Woord- en/of beeldcultuur?
Er gaat nauwelijks een dag voorbij of er verschijnt in de geschreven pers wel een aanval op het aanbod dat de audiovisuele media, vooral film en televisie, de beeldconsument bieden.
Inderdaad, wie even ‘zappend’ voor het kleine scherm plaats neemt, zal op basis van de overtalrijke clichématige t.v.-series en de infantiele spelprogramma's de eenheidsworst van audiovisuele communicatie nauwelijks appreciëren.
Vandaar het onbehagen over de beeldcommunicatie van al wie opgegroeid en gevormd is in de woordcultuur. Als men met Neil Postman (Amusing ourselves to death, 1986) het woord boven het beeld stelt en een discussie opent over beeldcultuur, is het belangrijk na te denken ‘over die eigenschappen van het beeld die het juist tot een zware concurrent van het woord hebben gemaakt’. Dat is de opzet van Jan Marie Peters in zijn jongste essay Over beeldcultuur: fotografie, film, televisie, video.
Peters heeft dertig jaar lang theorie van de audiovisuele communicatiemedia gedoceerd, eerst aan de Nederlandse Filmacademie te Amsterdam en vervolgens aan de Katholieke Universiteit Leuven en aan de Universiteit van Amsterdam. Over de talrijke aspecten van de audiovisuele media publiceerde hij sinds het begin van de jaren zestig bijzonder revelerende werken, o.a. Fotografie, film, televisie, De montage bij film en televisie, Roman en film en Van woord naar beeld.
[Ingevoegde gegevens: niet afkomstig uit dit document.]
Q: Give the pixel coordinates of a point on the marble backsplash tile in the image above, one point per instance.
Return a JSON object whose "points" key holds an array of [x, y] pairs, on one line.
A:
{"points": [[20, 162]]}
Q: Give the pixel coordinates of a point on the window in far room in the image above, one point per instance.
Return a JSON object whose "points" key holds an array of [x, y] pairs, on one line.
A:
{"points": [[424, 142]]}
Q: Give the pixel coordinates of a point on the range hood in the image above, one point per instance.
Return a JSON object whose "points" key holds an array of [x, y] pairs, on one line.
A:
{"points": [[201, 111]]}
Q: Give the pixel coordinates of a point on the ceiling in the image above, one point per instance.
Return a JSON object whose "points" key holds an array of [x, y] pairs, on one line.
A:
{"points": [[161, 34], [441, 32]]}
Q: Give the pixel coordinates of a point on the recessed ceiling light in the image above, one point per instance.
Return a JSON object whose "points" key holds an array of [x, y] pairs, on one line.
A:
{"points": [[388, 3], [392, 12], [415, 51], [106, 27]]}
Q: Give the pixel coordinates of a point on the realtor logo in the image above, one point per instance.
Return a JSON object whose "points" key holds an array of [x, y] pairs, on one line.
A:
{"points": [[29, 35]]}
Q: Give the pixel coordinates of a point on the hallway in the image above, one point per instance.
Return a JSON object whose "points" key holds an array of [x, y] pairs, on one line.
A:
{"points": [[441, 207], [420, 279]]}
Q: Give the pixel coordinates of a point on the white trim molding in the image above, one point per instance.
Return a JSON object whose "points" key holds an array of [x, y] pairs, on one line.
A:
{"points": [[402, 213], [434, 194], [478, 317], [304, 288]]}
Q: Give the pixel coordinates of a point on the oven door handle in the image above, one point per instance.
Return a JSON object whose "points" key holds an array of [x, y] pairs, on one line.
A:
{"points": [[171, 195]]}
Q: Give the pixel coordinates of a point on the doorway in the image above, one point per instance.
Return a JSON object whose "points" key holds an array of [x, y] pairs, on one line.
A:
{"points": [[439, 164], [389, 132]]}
In tegenstelling tot de critici van de beeldcultuur, die vooral en niet ten onrechte de ‘verkleuterende’ inhoud van de audiovisuele communicatie op de korrel nemen, heeft J.M. Peters het in Over beeldcultuur ‘over de binnenkant van de beeldcultuur’, nl. over de mogelijkheden en de onmogelijkheden van de beeldcommunicatie en vooral over de invloed die de vorm van het mediale beeld uitoefent op ons kijken en voelen, onze verbeelding en ons denken. In zijn visie op de woordcultuur blijft Peters uiterst objectief. Zo stelt hij: ‘De evocatieve kracht van het poëtische woord, dat boven de stoffelijke wereld kan uitstijgen, kan nooit geëvenaard worden door het beeld, dat gebonden blijft aan het zichtbare’. Ter verduidelijking: het betreft hier wel het ‘mediale’ beeld, dat in tegenstelling tot het autonome beeld van de beeldende kunsten zijn doel niet uitsluitend in zichzelf vindt, maar voor de kijker een instrument is ‘om op een bijzondere manier - ook denkend! - om te gaan met het afgebeelde’.
Anderzijds toont hij aan wat voor mogelijkheden de beeldcommunicatie biedt. Omdat de mediale afbeelding het uiterlijk aanzien van de dingen die het afbeeldt, niet wijzigt, heeft de kijker vaak de indruk met de realiteit te worden geconfronteerd. Deze niet in de beeldcultuur ingewijde kijker heeft uitsluitend aandacht voor het afgebeelde en niet voor de manier waarop hij ermee in contact komt.
Camerastandpunten en -bewegingen, licht en kleurcontrasten, de montage, het beeldkader en o.m. toegevoegde auditieve elementen zijn echter vormfactoren die de betekenis van een beeldenreeks bepalen. Heel wat beeldproducenten willen het de kijkers echter zo gemakkelijk mogelijk maken en hanteren om commerciële redenen vrijwel uitsluitend de overbekende clichés uit de beeldtaal. De gemakzuchtige beeldconsument interesseert zich dan ook vaak uitsluitend voor mededelingen die hem binnen in plaats van mét beelden aangereikt worden. Met echte beeldcommunicatie hebben zowel t.v.-journaals als allerlei ondermaatse series dan ook weinig te maken.